Я был пьян от радости, я благодарил судьбу: мне, голодному студенту, уже выгнанному из университета за невзнос платы, на последние сорок копеек сделавшему объявление о занятиях, вдруг попался богатейший урок. Это было в конце октября, в темное петербургское октябрьское утро, когда я получил письмо с просьбою пожаловать для переговоров в гостиницу «Франция» на Морской; а через полтора часа – еще не кончился дождь, под которым я шел из дому, – я уже имел урок, пристанище, двадцать рублей денег. Как во сне, как в сказке! И все было очаровательно: богатая гостиница, великолепный номер, в который меня провели, и необыкновенно любезный, необыкновенно предупредительный и ласковый господин, который меня нанял. От волнения, страха и радости я разобрал только, что господин этот уже в годах и одет прекрасно, как умеют одеваться только богатые люди, с детства привыкшие к хорошему платью. На все его условия я, конечно, был согласен: жить в деревне, иметь собственную комнату, заниматься с мальчиком восьми лет и даром получать пятьдесят рублей в месяц.

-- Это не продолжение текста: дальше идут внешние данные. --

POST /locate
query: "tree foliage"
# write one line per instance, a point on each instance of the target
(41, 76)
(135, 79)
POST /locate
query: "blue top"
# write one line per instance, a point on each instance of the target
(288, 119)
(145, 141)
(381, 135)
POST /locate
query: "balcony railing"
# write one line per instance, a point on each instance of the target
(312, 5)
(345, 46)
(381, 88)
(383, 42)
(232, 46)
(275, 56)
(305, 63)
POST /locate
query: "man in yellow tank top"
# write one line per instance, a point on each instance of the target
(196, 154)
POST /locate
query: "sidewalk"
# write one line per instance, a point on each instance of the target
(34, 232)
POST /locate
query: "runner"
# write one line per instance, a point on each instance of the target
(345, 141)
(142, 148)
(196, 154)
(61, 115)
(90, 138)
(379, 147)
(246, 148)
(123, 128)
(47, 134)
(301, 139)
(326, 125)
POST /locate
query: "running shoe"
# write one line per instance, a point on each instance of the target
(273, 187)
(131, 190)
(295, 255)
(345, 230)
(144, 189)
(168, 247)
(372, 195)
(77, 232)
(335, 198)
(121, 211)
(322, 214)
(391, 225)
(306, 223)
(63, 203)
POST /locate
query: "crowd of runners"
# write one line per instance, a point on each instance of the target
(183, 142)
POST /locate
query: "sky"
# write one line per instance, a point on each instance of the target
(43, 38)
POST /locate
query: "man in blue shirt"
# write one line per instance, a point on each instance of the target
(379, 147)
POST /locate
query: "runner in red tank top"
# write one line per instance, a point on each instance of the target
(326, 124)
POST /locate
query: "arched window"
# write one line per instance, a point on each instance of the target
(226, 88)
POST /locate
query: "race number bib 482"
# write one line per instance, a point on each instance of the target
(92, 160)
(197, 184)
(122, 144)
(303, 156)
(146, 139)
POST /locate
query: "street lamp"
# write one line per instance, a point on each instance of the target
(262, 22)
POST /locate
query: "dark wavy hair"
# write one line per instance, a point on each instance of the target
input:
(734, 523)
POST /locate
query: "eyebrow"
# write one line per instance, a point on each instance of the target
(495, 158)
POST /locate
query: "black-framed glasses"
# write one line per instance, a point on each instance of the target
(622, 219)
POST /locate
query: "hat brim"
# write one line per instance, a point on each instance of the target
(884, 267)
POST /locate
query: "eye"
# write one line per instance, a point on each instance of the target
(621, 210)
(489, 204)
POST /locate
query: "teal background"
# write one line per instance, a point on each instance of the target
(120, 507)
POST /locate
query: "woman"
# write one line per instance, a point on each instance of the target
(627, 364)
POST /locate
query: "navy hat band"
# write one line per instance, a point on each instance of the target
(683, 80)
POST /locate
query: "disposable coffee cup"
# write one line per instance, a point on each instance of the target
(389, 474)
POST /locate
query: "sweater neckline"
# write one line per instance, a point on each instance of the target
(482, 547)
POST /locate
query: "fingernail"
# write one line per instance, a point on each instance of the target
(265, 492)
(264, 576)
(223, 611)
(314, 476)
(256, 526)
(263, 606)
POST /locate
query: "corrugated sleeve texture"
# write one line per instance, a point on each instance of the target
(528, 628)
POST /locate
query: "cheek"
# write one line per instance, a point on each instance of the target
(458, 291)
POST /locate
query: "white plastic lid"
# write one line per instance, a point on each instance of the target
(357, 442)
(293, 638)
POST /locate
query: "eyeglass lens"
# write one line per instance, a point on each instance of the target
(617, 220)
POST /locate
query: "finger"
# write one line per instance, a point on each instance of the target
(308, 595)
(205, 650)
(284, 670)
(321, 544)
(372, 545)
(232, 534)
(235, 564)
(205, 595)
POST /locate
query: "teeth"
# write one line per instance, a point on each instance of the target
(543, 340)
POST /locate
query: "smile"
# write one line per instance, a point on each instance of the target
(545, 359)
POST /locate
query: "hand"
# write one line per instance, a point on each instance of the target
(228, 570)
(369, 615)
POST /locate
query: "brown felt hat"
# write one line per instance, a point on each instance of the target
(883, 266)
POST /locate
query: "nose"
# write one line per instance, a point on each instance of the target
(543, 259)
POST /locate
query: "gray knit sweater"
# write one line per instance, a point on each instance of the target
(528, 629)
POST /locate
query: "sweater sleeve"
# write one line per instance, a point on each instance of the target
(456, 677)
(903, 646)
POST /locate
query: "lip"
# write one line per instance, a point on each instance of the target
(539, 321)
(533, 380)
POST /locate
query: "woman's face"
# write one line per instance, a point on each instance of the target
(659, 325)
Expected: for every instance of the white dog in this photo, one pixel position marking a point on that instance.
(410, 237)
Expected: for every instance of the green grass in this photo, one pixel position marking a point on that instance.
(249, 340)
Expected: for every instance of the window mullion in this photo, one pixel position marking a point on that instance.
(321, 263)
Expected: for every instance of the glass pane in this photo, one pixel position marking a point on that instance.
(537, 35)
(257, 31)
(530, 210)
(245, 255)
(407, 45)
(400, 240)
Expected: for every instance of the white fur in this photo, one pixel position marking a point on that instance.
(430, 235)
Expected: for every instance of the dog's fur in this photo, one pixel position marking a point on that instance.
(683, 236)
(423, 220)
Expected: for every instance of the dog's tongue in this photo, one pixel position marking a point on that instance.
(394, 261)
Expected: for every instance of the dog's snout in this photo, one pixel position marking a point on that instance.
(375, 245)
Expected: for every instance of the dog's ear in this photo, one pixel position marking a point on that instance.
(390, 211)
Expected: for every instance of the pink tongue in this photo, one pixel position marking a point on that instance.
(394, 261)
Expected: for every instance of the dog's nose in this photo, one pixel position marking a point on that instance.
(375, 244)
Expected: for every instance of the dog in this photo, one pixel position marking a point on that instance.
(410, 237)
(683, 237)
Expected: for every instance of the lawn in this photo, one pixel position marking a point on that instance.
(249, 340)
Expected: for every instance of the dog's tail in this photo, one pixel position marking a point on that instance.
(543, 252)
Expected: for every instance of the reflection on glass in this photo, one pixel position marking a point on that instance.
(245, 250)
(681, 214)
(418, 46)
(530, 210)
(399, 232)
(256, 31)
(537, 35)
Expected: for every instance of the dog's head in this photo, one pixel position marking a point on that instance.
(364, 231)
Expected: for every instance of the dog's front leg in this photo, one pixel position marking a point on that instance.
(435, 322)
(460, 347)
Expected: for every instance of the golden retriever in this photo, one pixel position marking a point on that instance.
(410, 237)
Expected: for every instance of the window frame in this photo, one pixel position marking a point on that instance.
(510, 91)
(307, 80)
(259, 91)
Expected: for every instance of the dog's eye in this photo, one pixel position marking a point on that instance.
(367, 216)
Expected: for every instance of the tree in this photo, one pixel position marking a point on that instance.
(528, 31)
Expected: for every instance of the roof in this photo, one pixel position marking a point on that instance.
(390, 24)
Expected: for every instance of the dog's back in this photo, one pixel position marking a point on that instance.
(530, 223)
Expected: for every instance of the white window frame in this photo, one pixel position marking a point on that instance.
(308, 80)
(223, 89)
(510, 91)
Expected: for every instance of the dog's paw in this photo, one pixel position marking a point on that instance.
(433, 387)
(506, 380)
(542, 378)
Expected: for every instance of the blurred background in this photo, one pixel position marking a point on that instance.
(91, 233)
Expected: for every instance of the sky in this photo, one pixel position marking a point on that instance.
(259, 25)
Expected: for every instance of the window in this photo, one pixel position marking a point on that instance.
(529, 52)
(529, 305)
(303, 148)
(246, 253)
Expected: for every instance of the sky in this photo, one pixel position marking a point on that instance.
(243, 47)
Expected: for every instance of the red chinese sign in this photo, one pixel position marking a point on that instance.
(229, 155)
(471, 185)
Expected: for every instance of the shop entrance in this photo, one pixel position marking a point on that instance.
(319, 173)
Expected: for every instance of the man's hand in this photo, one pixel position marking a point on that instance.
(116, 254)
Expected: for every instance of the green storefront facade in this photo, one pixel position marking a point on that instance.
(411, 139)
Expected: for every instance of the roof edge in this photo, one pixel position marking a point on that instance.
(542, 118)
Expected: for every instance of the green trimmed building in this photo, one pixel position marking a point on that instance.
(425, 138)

– А море вы любите? – спросил меня Норден («господин» я не буду прибавлять в рассказе).

Я мог только пробормотать:

– Море? О господи…

Он даже засмеялся:

– Ну, конечно, кто же в молодости не любит моря! Вам будет у нас приятно: вы увидите прекрасное море… немного серое, немного печальное, но умеющее и гневаться, и улыбаться. Вы будете довольны.

Ну еще бы! Я засмеялся, и, отвечая мне смехом, Норден неожиданно добавил:

– В этом море утонула моя дочь, уже взрослая девушка, Елена. Пять лет тому назад.

На это я так ничего и не ответил. Не нашелся. И, кроме того, меня смущала его улыбка – говорит о смерти дочери, а сам улыбается; и я даже не поверил ему, подумал, что он просто шутит. Денег, двадцать рублей, он сам предложил мне, и при этом, с крайней доверчивостью, не только не взял расписки или паспорта, но даже не спросил моей фамилии; в другое время я нисколько не удивился бы такой доверчивости, но тут я был так голоден, растрепан и такие у меня были мокрые чулки, что я сам себе не доверял. Ведь я же был выгнан из университета за невзнос платы.

Но к хорошему скоро привыкаешь. Только неделя прошла, как я поселился у Нордена, а уже стала привычной вся роскошь моей жизни: и собственная комната, и чувство приятной и ровной сытости, и тепло, и сухие ноги. И по мере того как я все дальше отходил от Петербурга с его голодовками, пятачками и гривенниками, всей дешевкою студенческой борьбы за существование, новая жизнь вставала передо мною в очень странных, совсем не веселых и нисколько не шуточных формах.

Я еще писал товарищам о том, как я изумительно устроился, а мне уже было невесело, просто невесело; и причину состояния этого я долго не мог найти, так как по виду все было прекрасно, красиво, весело, и нигде так много не смеялись, как у Нордена. Только шаг за шагом проникая в тайники этого странного дома и этой странной семьи, – вернее, лишь касаясь прикосновением внешним их холодных стен, я начал догадываться об источниках тяжелой грусти, томительной тоски, лежавшей над людьми и местом.

Начну с места. Дом и сад находились на самом берегу моря, и двухэтажный дом был велик, поместителен, даже роскошен: мне, приблудному студенту, гольтепе, отвели в нижнем этаже такую комнату, словно я был заезжий сановник или друг дома, оставшийся переночевать. Был великолепен и сад; и немалых, вероятно, трудов и денег стоило его устройство, его растительная роскошь среди суровой и бедной природы, знавшей только песок, да ели, да камни, да предутренние холодные туманы и ветер от серой, плакучей воды.. Стояли тут и липы, и какие-то голубые ели, и даже каштан; было много цветов, целые кусты роз, жасмину, а пространство между этими никогда, как мне казалось, не могущими согреться растениями заполнял изумительно ровный, изумительно зеленый газон. И все, кто через ограду видел сад, находили его очень красивым и завидовали его владельцу; и сам Норден гордился садом, и я, как только увидел, пришел в искренний, горячий восторг. Но было что-то в расположении деревьев7 – слишком одиноких, слишком открыто росших среди ровного газона, вечно чужих и вечно одиноких, – что уже вскоре начинало томить чувством холодной неудовлетворенности, смутным сознанием какой-то глубокой и печальной неправды, горькой ошибки, потерянного счастья.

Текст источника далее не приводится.